That’s a quote. He didn’t mince words, he didn’t equivocate, he didn’t evade the question. He simply said, “No.”

And the politicians did nothing, because they had no power to do anything. The technician had the power, and they all knew it.

In this same way, little by little and in virtually every nook and cranny of our daily lives, the role and extent of the bureaucrat — the political technician — extends to the point of near universality, and the seemingly endless, self-replicating rules that constrain and bind us become like white noise, unheard for its ubiquity.

Soon enough the Lilliputian technicians have turned their master into their subject, having tied down and captured their Gulliver — the people — via the countless cords of our mind-numbing, soul-deadening bureaucratic codes. In the end, it’s easier to surrender than to fight, just as it is always easier to be a subject than a citizen.
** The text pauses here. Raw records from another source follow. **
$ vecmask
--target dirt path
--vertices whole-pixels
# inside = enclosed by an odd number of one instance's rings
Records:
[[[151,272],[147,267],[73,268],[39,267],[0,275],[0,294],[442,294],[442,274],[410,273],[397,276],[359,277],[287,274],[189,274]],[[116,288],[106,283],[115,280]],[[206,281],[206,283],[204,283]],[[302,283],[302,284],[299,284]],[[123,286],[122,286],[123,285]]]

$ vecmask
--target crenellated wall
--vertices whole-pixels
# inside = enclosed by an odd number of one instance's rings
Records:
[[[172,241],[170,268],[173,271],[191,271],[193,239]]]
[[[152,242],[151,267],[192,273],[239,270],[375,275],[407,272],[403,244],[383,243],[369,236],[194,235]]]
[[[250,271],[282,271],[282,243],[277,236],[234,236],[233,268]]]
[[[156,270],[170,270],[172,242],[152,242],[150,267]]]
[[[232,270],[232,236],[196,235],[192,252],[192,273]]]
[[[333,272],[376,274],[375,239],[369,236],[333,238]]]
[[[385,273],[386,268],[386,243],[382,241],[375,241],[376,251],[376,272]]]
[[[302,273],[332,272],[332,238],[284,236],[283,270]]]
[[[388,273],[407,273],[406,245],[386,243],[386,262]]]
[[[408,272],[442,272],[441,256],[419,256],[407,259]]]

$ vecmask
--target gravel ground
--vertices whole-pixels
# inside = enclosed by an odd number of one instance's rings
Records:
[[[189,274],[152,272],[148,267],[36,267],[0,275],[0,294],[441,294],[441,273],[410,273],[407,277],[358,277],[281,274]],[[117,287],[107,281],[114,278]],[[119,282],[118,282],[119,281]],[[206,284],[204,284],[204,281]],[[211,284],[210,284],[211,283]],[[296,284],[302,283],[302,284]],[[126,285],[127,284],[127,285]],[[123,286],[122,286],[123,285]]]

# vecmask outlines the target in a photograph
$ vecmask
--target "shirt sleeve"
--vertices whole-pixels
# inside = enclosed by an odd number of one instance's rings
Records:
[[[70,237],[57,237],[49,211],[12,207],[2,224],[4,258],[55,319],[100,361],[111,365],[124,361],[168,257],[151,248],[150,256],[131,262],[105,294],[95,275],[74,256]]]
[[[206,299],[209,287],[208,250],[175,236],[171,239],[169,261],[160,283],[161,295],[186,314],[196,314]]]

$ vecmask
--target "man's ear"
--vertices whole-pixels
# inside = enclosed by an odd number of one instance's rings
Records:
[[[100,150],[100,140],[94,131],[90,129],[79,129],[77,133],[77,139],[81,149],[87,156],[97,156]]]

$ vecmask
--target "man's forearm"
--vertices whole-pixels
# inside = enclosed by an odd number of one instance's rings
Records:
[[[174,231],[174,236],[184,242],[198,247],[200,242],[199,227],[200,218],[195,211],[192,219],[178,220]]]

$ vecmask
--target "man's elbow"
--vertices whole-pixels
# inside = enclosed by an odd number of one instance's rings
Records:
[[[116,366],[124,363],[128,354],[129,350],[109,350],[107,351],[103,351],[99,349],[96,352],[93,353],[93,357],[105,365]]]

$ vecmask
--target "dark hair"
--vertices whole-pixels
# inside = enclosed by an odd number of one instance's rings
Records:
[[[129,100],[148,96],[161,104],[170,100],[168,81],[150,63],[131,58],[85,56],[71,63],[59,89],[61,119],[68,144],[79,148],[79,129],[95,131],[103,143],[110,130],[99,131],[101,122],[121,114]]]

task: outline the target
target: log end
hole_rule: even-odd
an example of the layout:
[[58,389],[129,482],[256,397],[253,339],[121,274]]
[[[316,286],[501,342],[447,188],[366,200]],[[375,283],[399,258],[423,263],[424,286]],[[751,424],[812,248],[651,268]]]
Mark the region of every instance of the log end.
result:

So it all comes down a simple question: will we be citizens whose elected and appointed servants must obey us, or subjects of a self-aggrandizing behemoth that claims sovereignty over our very bodies?

To their great and lasting credit, the American people understand on a deep, even instinctive level that the TSA groping flap is about far more than either security or inconvenience. It is about fundamental liberty, about personal sovereignty, and about preserving our Constitutional rights as Americans. It is a battle that the American people must, and will, win.